Forget S, M, L. Every robot that rolls off the same production line is dimensionally identical. That means robot garment sizing is about platform templates, not size ranges. I've spent three years building those templates, and this guide walks through how the whole system works.
I remember the first time someone asked me for a "medium" for their Tesla Optimus. It was a hotel chain, and the operations manager had spent twenty years ordering staff uniforms. To him, clothing meant picking a size from a dropdown. Fair enough. But robot clothing sizing does not work that way, and understanding why saves a lot of confusion down the line.
Human sizing exists because human bodies vary wildly. Two people who are both 180cm tall might differ by 15cm in shoulder width. The whole S/M/L system, and all its numbered variants, is a statistical compromise. You are picking the bell-curve bucket that is closest to your actual body, then hoping the drape and stretch handle the rest.
Robots do not have this problem. Every Tesla Optimus that comes off the line in Fremont has a 44cm shoulder width. Not approximately. Exactly. The chest circumference is 98cm on every single unit. There is no bell curve because there is no biological variation. This fact changes everything about how you approach robot garment sizing.
Once a garment pattern is built and verified on one unit of a given platform, it fits every unit of that platform with zero alteration. The engineering cost is front-loaded into pattern development. But the per-unit cost of sizing errors drops to literally zero. I have shipped thousands of garments to fleet operators who never had to return a single piece for fit issues. Try that with human uniforms.
I have seen this attempted more times than I can count, and it fails for reasons that go well beyond poor fit. Human clothing assumes a soft substrate. Shoulders that compress. A torso that has give. Arms with a slight natural bend. A robot chassis is rigid aluminum and carbon fiber. Fabric that drapes naturally on a person just pulls and bunches on a robot because there is nothing underneath to absorb the slack.
The joint problem is worse. A human jacket sleeve assumes elbow flexion of about 145-150 degrees. Many robot platforms exceed 180 degrees. When we first fitted a Figure 03 with a standard cotton blend, the shoulder actuator overheated within 40 minutes because the fabric was binding against the housing and blocking the ventilation pathway. The sleeve tore at the elbow crease on day two. Human garments are not engineered for the forces and geometries that humanoid robot measurements demand.

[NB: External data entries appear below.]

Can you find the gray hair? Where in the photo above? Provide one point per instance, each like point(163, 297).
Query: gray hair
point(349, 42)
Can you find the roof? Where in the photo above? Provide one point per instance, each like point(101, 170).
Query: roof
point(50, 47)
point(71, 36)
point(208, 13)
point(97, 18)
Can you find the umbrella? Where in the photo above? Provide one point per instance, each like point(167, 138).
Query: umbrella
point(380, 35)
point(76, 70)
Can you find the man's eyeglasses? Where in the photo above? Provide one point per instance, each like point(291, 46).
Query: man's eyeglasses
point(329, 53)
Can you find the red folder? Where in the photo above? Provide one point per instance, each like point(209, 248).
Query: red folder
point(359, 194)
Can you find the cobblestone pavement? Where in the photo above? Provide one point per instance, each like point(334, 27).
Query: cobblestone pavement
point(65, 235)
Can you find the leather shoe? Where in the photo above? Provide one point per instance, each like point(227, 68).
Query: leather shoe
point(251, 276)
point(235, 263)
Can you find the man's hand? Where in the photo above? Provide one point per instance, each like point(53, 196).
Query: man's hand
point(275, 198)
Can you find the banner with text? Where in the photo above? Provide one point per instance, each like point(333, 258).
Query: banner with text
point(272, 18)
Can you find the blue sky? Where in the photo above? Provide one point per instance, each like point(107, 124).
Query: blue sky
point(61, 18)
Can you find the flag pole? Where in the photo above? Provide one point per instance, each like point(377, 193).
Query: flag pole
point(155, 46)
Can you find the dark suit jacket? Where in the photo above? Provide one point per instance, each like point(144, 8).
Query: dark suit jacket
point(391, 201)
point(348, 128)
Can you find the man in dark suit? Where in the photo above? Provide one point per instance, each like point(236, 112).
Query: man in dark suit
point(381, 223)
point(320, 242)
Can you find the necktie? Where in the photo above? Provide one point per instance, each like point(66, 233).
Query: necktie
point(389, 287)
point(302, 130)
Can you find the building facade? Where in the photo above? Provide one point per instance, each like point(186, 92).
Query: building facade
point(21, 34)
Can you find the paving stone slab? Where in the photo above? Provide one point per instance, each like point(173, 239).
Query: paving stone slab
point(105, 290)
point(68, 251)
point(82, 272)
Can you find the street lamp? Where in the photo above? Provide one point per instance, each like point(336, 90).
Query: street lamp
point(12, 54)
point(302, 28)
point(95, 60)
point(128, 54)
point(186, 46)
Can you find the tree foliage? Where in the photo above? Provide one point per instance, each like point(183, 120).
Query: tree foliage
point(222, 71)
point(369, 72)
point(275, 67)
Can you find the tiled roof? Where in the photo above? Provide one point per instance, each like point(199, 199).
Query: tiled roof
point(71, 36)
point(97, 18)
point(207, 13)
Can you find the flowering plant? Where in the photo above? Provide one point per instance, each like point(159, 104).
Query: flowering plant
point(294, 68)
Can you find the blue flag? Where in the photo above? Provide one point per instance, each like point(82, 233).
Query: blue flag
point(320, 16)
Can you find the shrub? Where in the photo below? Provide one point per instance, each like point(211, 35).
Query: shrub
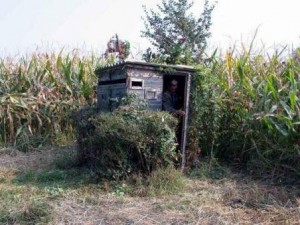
point(125, 141)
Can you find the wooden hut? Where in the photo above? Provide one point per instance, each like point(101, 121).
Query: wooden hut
point(148, 81)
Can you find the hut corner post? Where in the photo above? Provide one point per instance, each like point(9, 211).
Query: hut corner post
point(185, 121)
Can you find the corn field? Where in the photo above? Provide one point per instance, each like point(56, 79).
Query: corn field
point(38, 94)
point(246, 108)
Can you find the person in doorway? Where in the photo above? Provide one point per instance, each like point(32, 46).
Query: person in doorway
point(170, 99)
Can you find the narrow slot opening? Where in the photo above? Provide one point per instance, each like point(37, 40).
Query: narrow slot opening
point(138, 84)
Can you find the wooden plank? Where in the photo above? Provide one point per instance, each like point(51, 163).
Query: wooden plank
point(185, 120)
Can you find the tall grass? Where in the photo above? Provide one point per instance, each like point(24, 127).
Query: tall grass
point(38, 93)
point(246, 108)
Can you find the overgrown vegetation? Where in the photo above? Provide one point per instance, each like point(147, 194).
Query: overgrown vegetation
point(177, 35)
point(126, 141)
point(72, 195)
point(246, 109)
point(38, 94)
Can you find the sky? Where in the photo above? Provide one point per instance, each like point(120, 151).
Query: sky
point(27, 25)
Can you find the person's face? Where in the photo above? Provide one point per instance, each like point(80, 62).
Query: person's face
point(173, 88)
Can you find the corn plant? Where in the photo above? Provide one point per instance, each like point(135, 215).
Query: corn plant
point(39, 92)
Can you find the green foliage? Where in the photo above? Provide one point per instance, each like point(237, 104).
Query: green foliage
point(39, 92)
point(177, 35)
point(245, 109)
point(126, 141)
point(209, 169)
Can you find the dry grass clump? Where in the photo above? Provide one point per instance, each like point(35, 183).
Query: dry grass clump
point(76, 199)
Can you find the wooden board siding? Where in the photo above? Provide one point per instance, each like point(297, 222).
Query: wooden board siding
point(152, 86)
point(110, 95)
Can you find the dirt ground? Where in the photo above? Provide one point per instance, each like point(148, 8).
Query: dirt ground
point(233, 200)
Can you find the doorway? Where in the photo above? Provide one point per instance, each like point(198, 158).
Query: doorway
point(182, 104)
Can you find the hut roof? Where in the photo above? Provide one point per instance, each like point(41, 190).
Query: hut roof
point(142, 64)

Beyond mechanics, there is the sensor issue. Robots carry LiDAR, cameras, depth sensors, and force sensors at positions all over their body. A human shirt does not have RF-transparent windows over the left pectoral. It does not have mesh panels where the stereo cameras need line of sight. Putting a cotton Oxford on your robot is like putting a blindfold on your employee and expecting them to greet guests.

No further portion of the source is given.